After examining the application received, the Inland Revenue first provided a general overview of the rule, defining its scope and conditions. In detail, the tax authority explained that the tax benefit is available to taxpayers for five years starting from the tax period in which they transfer their tax residence to Italy and for the following four tax periods (under Article 16, paragraph 3 of Legislative Decree no. 147/2015). To access the special regime, the above art. 16 presumes that the person has not been resident in Italy for two tax periods preceding the re-entry.

For taxpayers returning following a posting abroad, the Inland Revenue cites the recent Circular 33/E of 28 December 2020 (paragraph 7.1), which specifies, that “the tax benefit is not applicable to the posting abroad with subsequent return, if there is the same contract, with the same employer. On the contrary, if the work carried out by the repatriated constitutes a “new” work activity, after signing a new employment contract, different from the one in place in Italy before the posting, and assuming a different business role, they can access the benefit from the tax period in which they transferred their tax residence to Italy.
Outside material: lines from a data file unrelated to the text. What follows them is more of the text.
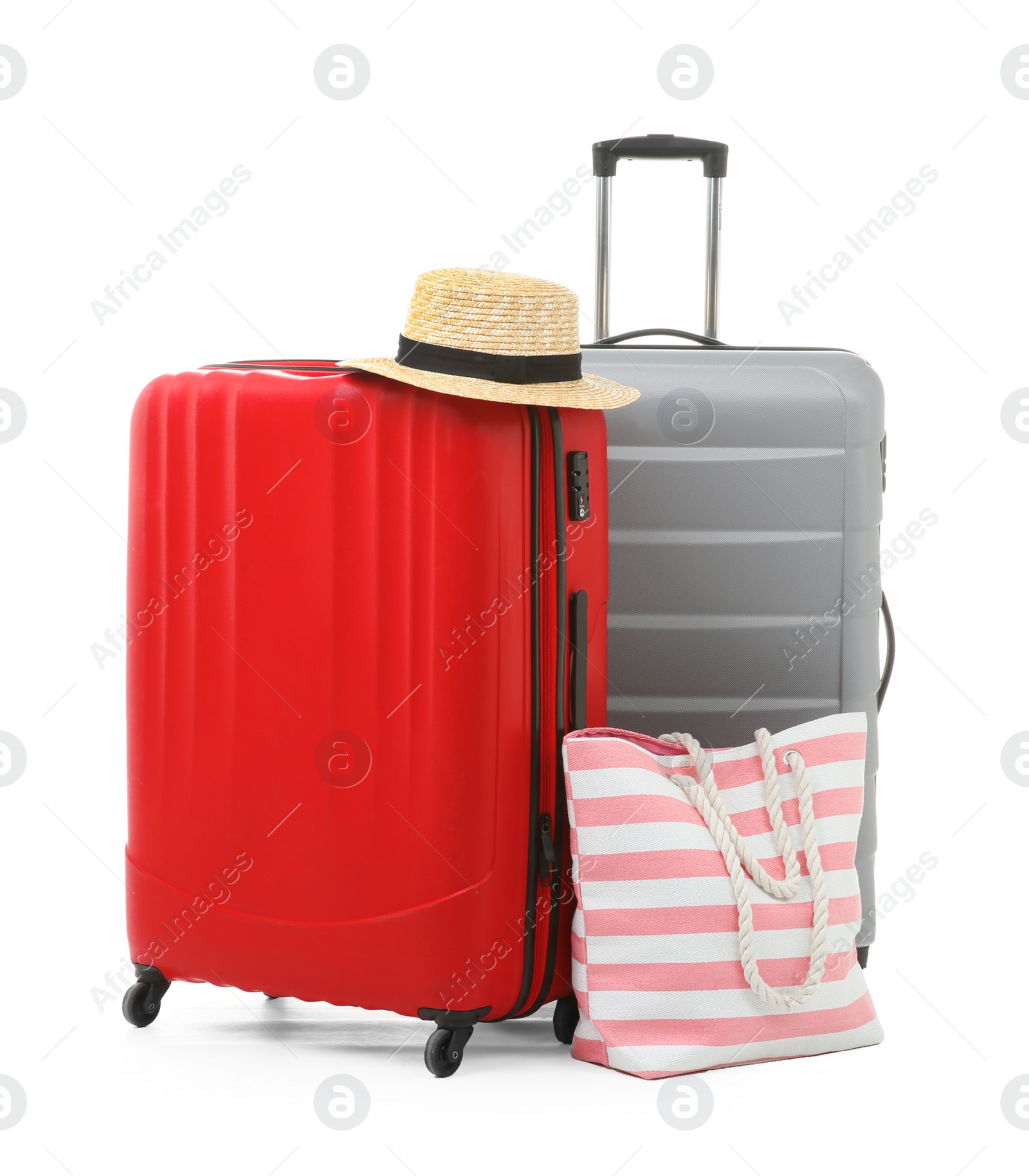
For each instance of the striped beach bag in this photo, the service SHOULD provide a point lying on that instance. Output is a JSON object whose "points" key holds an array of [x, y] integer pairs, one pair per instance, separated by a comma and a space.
{"points": [[718, 898]]}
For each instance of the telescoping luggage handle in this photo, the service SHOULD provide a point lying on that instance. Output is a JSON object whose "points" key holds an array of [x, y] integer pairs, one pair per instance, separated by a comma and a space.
{"points": [[605, 161]]}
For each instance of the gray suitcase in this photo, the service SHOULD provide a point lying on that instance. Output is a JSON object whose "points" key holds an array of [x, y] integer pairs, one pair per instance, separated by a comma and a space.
{"points": [[746, 499]]}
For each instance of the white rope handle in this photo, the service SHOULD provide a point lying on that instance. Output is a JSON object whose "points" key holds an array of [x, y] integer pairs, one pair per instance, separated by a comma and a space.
{"points": [[735, 852]]}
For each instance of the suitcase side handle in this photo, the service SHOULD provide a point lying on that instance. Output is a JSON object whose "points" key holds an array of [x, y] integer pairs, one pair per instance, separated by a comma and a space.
{"points": [[657, 330], [891, 654], [606, 156]]}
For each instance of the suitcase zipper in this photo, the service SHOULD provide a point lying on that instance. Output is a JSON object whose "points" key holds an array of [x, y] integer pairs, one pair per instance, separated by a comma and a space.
{"points": [[549, 862], [552, 829]]}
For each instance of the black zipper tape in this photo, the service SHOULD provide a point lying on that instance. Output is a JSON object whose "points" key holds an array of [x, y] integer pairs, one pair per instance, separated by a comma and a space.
{"points": [[556, 829], [529, 956]]}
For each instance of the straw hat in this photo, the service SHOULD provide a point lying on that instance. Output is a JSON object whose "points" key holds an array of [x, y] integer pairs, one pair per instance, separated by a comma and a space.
{"points": [[496, 337]]}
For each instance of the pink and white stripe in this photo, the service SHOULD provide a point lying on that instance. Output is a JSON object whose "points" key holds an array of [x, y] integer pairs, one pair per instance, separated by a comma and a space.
{"points": [[655, 945]]}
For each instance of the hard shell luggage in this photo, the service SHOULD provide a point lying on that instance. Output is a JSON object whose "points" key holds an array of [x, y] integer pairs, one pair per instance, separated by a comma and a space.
{"points": [[746, 499], [361, 621]]}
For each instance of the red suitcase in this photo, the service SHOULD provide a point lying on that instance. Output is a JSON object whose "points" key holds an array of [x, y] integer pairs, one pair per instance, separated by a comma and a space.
{"points": [[361, 619]]}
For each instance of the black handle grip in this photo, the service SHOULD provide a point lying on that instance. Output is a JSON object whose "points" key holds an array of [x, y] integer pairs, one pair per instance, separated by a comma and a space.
{"points": [[606, 154]]}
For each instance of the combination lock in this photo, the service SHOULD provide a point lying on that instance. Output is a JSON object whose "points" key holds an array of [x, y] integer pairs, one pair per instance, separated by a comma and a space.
{"points": [[578, 486]]}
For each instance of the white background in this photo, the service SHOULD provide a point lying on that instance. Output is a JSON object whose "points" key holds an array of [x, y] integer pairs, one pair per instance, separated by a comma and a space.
{"points": [[474, 114]]}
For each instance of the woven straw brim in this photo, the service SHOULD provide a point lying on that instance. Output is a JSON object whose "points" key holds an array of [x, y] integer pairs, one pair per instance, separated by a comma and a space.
{"points": [[590, 392]]}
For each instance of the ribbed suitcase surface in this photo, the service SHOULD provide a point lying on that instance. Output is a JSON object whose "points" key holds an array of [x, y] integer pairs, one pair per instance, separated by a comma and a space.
{"points": [[347, 683], [745, 509]]}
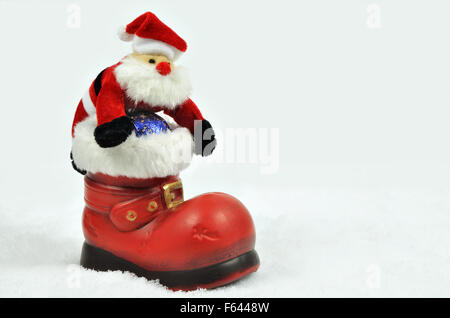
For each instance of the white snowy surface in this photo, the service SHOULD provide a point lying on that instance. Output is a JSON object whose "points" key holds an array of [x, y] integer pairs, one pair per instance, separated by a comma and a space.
{"points": [[312, 242]]}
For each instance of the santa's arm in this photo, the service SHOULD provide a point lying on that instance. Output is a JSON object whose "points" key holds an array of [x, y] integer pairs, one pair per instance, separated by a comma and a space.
{"points": [[189, 116], [114, 126]]}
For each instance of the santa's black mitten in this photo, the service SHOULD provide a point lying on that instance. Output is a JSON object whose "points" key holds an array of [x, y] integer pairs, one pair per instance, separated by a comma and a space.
{"points": [[83, 172], [113, 133], [204, 138]]}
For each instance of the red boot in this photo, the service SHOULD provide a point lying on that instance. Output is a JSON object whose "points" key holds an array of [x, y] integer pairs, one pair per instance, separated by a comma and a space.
{"points": [[144, 226]]}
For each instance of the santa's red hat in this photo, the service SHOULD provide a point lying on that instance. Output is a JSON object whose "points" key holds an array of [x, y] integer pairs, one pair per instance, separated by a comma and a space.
{"points": [[151, 36]]}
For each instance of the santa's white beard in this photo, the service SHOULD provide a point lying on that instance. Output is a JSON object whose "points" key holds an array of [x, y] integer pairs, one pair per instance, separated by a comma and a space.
{"points": [[143, 83]]}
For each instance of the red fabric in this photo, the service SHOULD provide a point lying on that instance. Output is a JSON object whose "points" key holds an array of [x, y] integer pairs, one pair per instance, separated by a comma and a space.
{"points": [[110, 101], [110, 104], [186, 114], [80, 115], [148, 26], [203, 231], [163, 68]]}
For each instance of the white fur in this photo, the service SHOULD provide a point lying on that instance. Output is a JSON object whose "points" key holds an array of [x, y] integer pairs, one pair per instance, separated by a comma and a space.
{"points": [[148, 156], [142, 82]]}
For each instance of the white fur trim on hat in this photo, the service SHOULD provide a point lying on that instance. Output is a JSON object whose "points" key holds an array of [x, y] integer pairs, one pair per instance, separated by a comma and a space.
{"points": [[150, 46], [148, 156]]}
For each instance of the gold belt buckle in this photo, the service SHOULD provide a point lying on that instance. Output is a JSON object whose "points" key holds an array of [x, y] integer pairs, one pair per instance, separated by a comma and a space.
{"points": [[168, 188]]}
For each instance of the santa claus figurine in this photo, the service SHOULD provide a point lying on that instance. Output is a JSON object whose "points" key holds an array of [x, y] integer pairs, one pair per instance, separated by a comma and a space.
{"points": [[134, 131]]}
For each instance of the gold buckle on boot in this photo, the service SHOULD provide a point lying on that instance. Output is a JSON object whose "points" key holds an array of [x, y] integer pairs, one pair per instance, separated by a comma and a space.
{"points": [[168, 188]]}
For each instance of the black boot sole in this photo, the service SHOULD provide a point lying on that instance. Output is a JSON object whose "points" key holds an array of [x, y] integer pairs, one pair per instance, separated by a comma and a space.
{"points": [[209, 277]]}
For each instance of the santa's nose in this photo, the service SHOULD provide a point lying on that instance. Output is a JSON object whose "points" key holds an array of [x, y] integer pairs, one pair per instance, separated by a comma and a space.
{"points": [[163, 68]]}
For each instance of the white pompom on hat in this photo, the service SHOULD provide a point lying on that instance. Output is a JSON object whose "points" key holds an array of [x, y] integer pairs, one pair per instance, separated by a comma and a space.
{"points": [[150, 36]]}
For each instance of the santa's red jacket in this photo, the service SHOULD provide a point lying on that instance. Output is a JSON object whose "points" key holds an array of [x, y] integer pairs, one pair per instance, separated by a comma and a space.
{"points": [[109, 100]]}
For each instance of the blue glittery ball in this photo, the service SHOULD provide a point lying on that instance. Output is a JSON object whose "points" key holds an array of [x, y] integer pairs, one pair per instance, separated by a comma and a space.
{"points": [[148, 123]]}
The benefit does not apply when the subject, although in the presence of a “new” recruitment contract for a “new” company role at the time of repatriation, falls into a situation of “continuity” with the previous work position held in the country before the expatriation.

This happens when, regardless of the “new” company role and related remuneration, the contract terms and conditions remain unchanged upon return to the employer under agreements of a different nature, such as the signing of clauses included in secondment letters, or agreements where a new company role is conferred where it is clear the original contractual conditions in force before the expatriation continue to apply.”

This circular lists some examples of “substantial continuity”:

  • the allocation of leave accrued before the new contractual agreement;
  • the recognition of seniority from the date of first recruitment;
  • the absence of a probationary period;
  • clauses aimed at not paying thirteenth (and possibly fourteenth) salary accrued and severance indemnity at the time of signing the new agreement;
  • clauses according to which, at the end of the secondment, the seconded person will be reintegrated into the seconding company organisation and employment terms and conditions before the secondment will be applied again.

On the contrary, “where the new contract objective conditions (work, term, remuneration) require a new obligatory relationship to replace the previous, with new and autonomous legal situations followed by a substantial change in the service subject and relationship title, the repatriated may access the tax benefit.”

In this case, the tax authority held that the applicant worker could benefit from the favourable regime “only if the “new” work was not in continuity with the previous position, as defined in the circular. This circumstance cannot be verified as part of the question and is not subject to control here, and provided that all other legal requirements are met.”